Hepatocellular carcinoma (HCC) has been associated with hepatitis C viral (HCV) infection as a potential risk factor. Nonetheless, the precise genetic regulatory mechanisms triggered by the virus, leading to virus-induced hepatocarcinogenesis, remain unclear. We hypothesized that HCV proteins might modulate the activity of aberrantly methylated HCC genes through regulatory pathways. Virus-host regulatory pathways, interactions between proteins, gene expression, transport, and stability regulation, were reconstructed using the ANDSystem. Gene expression regulation was statistically significant. Gene network analysis identified four out of 70 HCC marker genes whose expression regulation by viral proteins may be associated with HCC: DNA-binding protein inhibitor ID - 1 (ID1), flap endonuclease 1 (FEN1), cyclin-dependent kinase inhibitor 2A (CDKN2A), and telomerase reverse transcriptase (TERT). It suggested the following viral protein effects in HCV/human protein heterocomplexes: HCV NS3(p70) protein activates human STAT3 and NOTC1; NS2-3(p23), NS5B(p68), NS1(E2), and core(p21) activate SETD2; NS5A inhibits SMYD3; and NS3 inhibits CCN2. Interestingly, NS3 and E1(gp32) activate c-Jun when it positively regulates CDKN2A and inhibit it when it represses TERT. The discovered regulatory mechanisms might be key areas of focus for creating medications and preventative therapies to decrease the likelihood of HCC development during HCV infection.

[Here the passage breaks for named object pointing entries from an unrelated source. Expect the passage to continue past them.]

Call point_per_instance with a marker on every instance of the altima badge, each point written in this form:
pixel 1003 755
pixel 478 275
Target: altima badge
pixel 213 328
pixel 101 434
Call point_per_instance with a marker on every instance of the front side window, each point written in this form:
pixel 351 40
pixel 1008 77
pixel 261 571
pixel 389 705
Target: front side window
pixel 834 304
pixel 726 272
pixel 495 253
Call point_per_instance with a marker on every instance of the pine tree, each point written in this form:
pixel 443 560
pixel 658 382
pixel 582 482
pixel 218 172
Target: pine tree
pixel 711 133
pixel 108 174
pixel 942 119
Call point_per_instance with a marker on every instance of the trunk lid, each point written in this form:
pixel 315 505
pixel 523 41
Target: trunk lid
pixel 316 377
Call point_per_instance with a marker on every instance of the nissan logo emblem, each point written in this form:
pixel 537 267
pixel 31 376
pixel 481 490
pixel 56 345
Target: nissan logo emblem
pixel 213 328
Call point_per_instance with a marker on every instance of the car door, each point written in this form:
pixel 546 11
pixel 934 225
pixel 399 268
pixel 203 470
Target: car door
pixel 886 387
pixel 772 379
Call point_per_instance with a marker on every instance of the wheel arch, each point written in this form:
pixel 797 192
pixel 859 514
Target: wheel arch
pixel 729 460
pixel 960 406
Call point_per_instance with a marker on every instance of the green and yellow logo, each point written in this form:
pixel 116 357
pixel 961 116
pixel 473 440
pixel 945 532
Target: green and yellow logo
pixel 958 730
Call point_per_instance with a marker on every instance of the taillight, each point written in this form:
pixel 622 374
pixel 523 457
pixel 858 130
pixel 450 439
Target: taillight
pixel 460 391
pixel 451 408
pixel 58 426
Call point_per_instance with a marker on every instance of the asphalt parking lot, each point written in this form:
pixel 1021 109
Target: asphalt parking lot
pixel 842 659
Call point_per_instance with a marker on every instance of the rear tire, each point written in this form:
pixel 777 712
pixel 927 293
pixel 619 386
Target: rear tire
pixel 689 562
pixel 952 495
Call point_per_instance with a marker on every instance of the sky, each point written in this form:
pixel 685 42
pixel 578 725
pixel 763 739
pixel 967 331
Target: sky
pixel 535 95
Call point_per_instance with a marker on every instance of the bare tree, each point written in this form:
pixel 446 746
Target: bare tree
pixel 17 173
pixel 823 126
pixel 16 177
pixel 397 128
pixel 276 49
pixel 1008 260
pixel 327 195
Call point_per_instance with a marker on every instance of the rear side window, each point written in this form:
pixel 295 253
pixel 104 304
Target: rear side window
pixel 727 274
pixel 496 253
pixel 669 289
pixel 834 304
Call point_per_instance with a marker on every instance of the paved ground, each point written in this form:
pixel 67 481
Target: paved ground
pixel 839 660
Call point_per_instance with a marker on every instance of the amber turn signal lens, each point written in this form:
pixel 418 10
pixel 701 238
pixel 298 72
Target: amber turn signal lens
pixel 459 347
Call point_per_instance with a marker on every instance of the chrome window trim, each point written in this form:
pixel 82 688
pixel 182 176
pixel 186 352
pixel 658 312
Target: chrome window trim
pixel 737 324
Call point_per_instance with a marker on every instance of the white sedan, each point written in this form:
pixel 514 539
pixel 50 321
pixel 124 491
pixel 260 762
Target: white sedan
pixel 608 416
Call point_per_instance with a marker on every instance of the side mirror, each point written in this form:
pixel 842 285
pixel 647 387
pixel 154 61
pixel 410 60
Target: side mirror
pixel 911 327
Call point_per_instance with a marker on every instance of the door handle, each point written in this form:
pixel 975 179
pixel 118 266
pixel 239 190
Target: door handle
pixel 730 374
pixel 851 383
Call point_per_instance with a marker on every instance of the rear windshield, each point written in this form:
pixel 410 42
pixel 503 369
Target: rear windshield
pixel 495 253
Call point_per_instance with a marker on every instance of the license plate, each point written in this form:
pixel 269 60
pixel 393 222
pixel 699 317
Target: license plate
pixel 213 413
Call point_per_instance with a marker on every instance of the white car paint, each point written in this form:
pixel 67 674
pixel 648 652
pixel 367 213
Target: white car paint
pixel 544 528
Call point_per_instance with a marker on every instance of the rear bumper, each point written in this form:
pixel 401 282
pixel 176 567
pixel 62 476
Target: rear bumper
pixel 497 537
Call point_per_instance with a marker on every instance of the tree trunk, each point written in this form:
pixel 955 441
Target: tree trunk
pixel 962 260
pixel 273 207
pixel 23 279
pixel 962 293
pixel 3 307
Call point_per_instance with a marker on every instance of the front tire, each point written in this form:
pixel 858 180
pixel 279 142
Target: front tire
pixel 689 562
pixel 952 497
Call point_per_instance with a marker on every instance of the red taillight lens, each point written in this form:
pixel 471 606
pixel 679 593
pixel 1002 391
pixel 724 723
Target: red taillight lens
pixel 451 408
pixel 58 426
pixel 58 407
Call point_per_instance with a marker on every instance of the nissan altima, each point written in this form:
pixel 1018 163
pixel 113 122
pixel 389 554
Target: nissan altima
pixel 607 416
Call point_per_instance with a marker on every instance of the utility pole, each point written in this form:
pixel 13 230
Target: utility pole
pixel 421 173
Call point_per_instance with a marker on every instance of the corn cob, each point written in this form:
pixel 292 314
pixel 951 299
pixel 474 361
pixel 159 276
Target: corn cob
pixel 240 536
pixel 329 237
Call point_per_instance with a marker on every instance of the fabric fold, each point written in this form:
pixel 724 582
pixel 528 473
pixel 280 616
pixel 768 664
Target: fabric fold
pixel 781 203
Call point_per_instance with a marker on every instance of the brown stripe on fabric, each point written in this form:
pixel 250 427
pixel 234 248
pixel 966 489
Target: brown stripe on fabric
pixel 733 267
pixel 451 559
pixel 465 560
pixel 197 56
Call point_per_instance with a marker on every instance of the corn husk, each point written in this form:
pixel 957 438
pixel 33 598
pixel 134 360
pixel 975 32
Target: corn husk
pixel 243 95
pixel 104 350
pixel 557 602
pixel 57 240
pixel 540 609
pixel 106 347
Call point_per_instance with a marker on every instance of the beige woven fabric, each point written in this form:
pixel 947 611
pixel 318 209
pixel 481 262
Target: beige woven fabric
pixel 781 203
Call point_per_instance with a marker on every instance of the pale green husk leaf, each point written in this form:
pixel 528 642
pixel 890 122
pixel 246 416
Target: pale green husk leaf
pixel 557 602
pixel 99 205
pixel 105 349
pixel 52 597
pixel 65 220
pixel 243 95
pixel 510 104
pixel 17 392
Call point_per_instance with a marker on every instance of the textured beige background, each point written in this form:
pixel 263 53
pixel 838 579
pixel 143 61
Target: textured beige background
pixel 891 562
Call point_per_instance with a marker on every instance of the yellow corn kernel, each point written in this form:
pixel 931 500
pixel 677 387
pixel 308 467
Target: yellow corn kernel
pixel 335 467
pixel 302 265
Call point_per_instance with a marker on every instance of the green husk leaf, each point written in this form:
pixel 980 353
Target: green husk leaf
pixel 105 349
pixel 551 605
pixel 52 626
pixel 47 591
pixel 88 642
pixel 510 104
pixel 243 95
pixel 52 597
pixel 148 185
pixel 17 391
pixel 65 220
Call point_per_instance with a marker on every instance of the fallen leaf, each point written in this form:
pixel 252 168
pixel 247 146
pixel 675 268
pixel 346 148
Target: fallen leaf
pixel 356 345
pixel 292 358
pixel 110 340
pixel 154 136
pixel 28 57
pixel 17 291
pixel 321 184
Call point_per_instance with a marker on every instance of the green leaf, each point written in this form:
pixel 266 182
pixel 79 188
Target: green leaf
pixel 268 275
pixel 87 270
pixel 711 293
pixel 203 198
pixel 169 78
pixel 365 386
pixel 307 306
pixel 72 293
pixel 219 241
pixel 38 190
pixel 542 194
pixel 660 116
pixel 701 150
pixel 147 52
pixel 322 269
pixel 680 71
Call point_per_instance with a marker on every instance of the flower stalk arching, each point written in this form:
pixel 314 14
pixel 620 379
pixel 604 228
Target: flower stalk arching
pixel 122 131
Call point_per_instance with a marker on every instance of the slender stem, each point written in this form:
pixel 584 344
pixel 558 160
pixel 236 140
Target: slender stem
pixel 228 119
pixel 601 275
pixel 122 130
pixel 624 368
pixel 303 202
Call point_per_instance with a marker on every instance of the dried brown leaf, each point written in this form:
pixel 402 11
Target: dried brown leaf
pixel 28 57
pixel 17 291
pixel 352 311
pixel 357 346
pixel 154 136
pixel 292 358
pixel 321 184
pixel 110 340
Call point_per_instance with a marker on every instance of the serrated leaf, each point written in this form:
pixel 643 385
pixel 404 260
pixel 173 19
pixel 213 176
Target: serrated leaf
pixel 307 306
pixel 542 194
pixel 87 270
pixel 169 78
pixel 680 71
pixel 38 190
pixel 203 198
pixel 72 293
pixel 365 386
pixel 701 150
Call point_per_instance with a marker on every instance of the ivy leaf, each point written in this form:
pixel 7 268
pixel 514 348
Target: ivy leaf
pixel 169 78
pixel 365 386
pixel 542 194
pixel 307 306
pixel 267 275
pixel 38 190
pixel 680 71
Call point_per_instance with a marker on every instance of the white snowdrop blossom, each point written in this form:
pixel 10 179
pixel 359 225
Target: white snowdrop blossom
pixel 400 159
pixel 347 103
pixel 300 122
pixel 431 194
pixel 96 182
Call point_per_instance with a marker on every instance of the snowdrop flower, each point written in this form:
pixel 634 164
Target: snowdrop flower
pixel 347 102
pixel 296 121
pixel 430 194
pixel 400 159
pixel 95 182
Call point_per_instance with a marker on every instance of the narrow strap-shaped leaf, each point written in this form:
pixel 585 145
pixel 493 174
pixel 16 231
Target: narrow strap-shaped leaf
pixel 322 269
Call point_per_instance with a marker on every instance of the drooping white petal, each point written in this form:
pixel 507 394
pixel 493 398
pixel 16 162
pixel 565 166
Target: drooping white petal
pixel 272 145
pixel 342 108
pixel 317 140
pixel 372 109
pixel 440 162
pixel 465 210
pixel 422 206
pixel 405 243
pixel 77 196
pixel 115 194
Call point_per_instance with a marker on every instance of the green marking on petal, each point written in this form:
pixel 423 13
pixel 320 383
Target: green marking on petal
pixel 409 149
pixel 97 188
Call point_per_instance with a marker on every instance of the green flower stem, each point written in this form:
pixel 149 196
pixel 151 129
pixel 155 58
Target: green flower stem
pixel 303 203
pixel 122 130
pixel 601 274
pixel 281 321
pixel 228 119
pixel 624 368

肝细胞癌(HCC)与丙型肝炎病毒(HCV)感染有关,是一种潜在的危险因素。尽管如此,病毒引发的导致病毒诱导肝癌发生的精确遗传调控机制仍不清楚。我们假设HCV蛋白可能通过调控途径调节异常甲基化HCC基因的活性。利用ANDSystem重建病毒-宿主调控途径、蛋白之间的相互作用、基因表达、运输和稳定性调控。基因表达调控差异有统计学意义。基因网络分析鉴定出70个HCC标志物基因中的4个,其表达被病毒蛋白调控可能与HCC相关:dna结合蛋白抑制剂ID - 1 (ID1)、皮瓣内切酶1 (FEN1)、细胞周期蛋白依赖性激酶抑制剂2A (CDKN2A)和端粒酶逆转录酶(TERT)。提示病毒蛋白在HCV/人蛋白异质复合物中的作用:HCV NS3(p70)蛋白激活人STAT3和NOTC1;NS2-3(p23)、NS5B(p68)、NS1(E2)和core(p21)激活SETD2;NS5A抑制SMYD3;NS3抑制CCN2。有趣的是,NS3和E1(gp32)在正向调节CDKN2A时激活c-Jun,而在抑制TERT时抑制c-Jun。发现的调节机制可能是开发药物和预防性疗法以降低HCV感染期间HCC发展可能性的关键领域。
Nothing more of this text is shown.